Previsioni assai negative che contrastano apertamente con le aspettative ottimistiche di qualche tempo fa. Una volta avviata la ripresa a partire dalla fine del 2009 grazie ai massicci stimoli pubblici monetari e fiscali, si puntava su una sorta di staffetta tra spesa pubblica e spesa privata (consumi più investimenti), che avrebbe dovuto rafforzare e consolidare l’espansione in corso. Ma non è andata così. Venuti meno i benefici effetti degli stimoli fiscali, la ripresa ha cominciato a rallentare nettamente. In realtà gli incrementi della spesa privata si sono rivelati assai modesti, in particolare negli Stati Uniti; anche la dinamica complessiva di crescita dell’intera economia americana ne ha risentito e si è fortemente indebolita.


Eccesso di debiti e disuguaglianze soffocano la ripresa

Tra le cause molteplici di questo anemico andamento della spesa privata figura in primo piano l’eccessivo indebitamento che caratterizza oggi a tutti i livelli – famiglie, banche e governo – l’economia americana. In tali condizioni funzionano poco e/o male le tradizionali politiche di stimolo (monetario e fiscale) della domanda aggregata, che finiscono per favorire maggiori risparmi più che nuove spese di consumatori e imprese. Tanto più che le marcate disuguaglianze economiche – determinate dalla massiccia redistribuzione di reddito verificatasi in questi anni a favore dei percettori di redditi molto elevati – hanno prodotto un notevole abbassamento della propensione alla spesa e quindi della domanda aggregata. Molti studi, anche recenti, dimostrano che una crescente disuguaglianza porta a una minore crescita. Interventi diretti a contrastarla non sono giustificati solo da ragioni di equità, pur se assai rilevanti, ma anche da motivi di efficienza economica.

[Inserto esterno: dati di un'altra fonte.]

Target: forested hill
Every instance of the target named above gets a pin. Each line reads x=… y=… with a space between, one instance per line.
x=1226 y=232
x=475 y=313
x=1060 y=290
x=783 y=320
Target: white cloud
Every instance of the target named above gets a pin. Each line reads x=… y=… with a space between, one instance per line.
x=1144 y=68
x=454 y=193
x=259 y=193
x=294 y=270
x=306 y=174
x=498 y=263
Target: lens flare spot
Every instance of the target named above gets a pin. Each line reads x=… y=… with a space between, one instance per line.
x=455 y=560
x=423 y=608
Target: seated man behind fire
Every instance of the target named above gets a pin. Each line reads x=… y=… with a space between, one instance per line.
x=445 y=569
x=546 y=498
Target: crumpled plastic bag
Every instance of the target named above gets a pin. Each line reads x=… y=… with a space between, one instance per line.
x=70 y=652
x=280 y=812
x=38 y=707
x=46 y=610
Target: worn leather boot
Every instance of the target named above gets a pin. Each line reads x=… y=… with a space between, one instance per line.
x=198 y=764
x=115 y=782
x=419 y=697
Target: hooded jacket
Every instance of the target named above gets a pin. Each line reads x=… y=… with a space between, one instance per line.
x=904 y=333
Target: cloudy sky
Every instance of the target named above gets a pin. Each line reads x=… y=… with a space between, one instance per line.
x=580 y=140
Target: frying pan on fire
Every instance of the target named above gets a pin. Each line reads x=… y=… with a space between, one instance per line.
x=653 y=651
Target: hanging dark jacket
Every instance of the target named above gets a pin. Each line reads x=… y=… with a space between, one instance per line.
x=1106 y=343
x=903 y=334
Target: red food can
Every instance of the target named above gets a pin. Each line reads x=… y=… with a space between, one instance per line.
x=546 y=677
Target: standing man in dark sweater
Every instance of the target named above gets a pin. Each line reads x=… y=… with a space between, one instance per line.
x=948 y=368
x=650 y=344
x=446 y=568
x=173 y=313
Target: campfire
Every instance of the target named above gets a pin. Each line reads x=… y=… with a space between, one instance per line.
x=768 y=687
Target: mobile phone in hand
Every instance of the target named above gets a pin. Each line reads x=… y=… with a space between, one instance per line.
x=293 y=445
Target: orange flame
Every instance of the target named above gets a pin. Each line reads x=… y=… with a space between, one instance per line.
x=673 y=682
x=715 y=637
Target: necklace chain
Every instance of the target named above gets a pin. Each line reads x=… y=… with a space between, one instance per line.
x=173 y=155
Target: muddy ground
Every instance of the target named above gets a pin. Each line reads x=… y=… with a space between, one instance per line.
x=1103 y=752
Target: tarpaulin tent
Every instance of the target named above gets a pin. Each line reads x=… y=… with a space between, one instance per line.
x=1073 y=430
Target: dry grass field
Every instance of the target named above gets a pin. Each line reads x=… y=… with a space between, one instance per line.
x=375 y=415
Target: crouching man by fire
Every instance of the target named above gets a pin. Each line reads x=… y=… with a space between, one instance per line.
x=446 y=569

Ora, il ristagno americano ha finito per generare un rallentamento economico globale, dal momento che nessun altro paese è oggi in grado di sostituire gli Stati Uniti nel loro ruolo di motore chiave della domanda aggregata e, quindi, della crescita mondiale. Per capire il perché bisogna guardare ai profondi cambiamenti intervenuti nel regime macroeconomico internazionale in questi anni e ai peculiari meccanismi di funzionamento del sistema economico multipolare, che si è affermato con l’ascesa dei nuovi attori globali quali Cina, India e Brasile.


I difficili equilibri del sistema multipolare

Va ricordato innanzitutto che a partire dai primi anni Novanta le politiche mercantilistiche di molti paesi hanno rappresentato un tratto distintivo del funzionamento del sistema macroeconomico internazionale. Paesi avanzati, come la Germania, e paesi emergenti dell’Asia, come la Cina, hanno realizzato strategie di crescita “export-led” e hanno accumulato crescenti avanzi commerciali.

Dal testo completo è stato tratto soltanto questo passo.